Dalam pembelaannya, PPNI juga sudah berupaya maksimal dengan mendatangkan ahli hukum kesehatan khusus manajemen rumah sakit, yaitu Dr dr Beni Satria S Ked MHKes MKes, dan ahli manajemen keperawatan Ns Muhammad S Kep dari RSUD Zainal Abidin Banda Aceh.

Keterangan kedua ahli yang dihadirkan di dalam persidangan penasihat hukum terdakwa menyimpulkan di dalam pleidoi bahwa perlu pertimbangan hakim yang komprehensif, agar pertanggungjawaban pidana tidak serta merta dibebankan kepada perawat Desri.
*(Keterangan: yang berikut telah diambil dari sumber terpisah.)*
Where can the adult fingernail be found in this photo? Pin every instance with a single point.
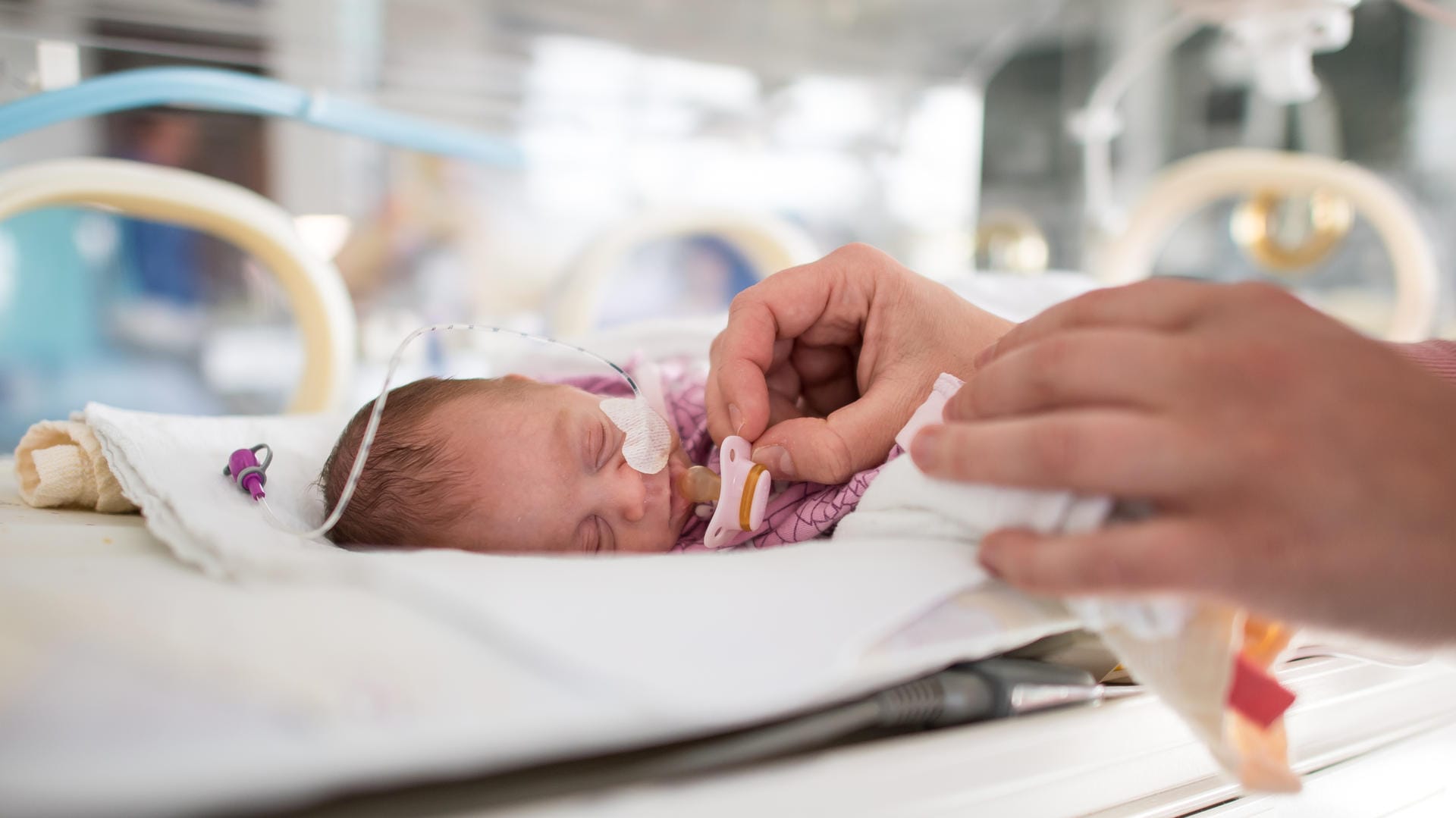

Selain hal tersebut, tidak adanya proses autopsi juga menjadi bahan pleidoi yang disampaikan penasihat hukum terdakwa, sehingga scientific evidence tidak didapatkan atas kematian pasien.

Dalam pleidoinya penasihat hukum terdakwa menyerahkan Surat Perjanjian (Perdamaian) dengan keluarga korban sebagai bahan pertimbangan sebagaimana diatur dalam pasal 78 UU No.36 Tahun 2014 tentang Tenaga Kesehatan, yaitu "Dalam dugaan kelalaian Tenaga Kesehatan maka penyelesaiannya harus diselesaikan melalui upaya Penyelesaian Sengketa di luar pengadilan".

"Namun vonis Majelis Hakim PN Meulaboh sepertinya tidak mempertimbangkan dalil-dalil dalam pembelaan penasihat hukum terdakwa," kata Jasmen Nadeak.
Baca juga: RSUD pecat perawat dan sopir ambulans terkait pesta sabu-sabu

Pihaknya juga menyampaikan ucapan terima kasih yang sebesar-besarnya atas dukungan dari Ketua Umum PPNI Pusat Harif Fadillah S Kep, Ketua DPW PPNI Aceh Abdurahman S Kep dan Ketua DPD Aceh Barat Yuliandi,S Kep yang telah memberi atensi khusus untuk pendampingan kasus ini.

Kepala Seksi Intelijen/Humas Kejaksaan Negeri Aceh Barat Abdi menegaskan atas putusan tersebut, pihaknya juga melakukan upaya banding karena tuntutan JPU terhadap terdakwa selama dua tahun enam bulan, lebih rendah dari putusan majelis hakim yang memvonis dua perawat RSUD Meulaboh selama dua tahun kurungan, katanya secara terpisah di Meulaboh.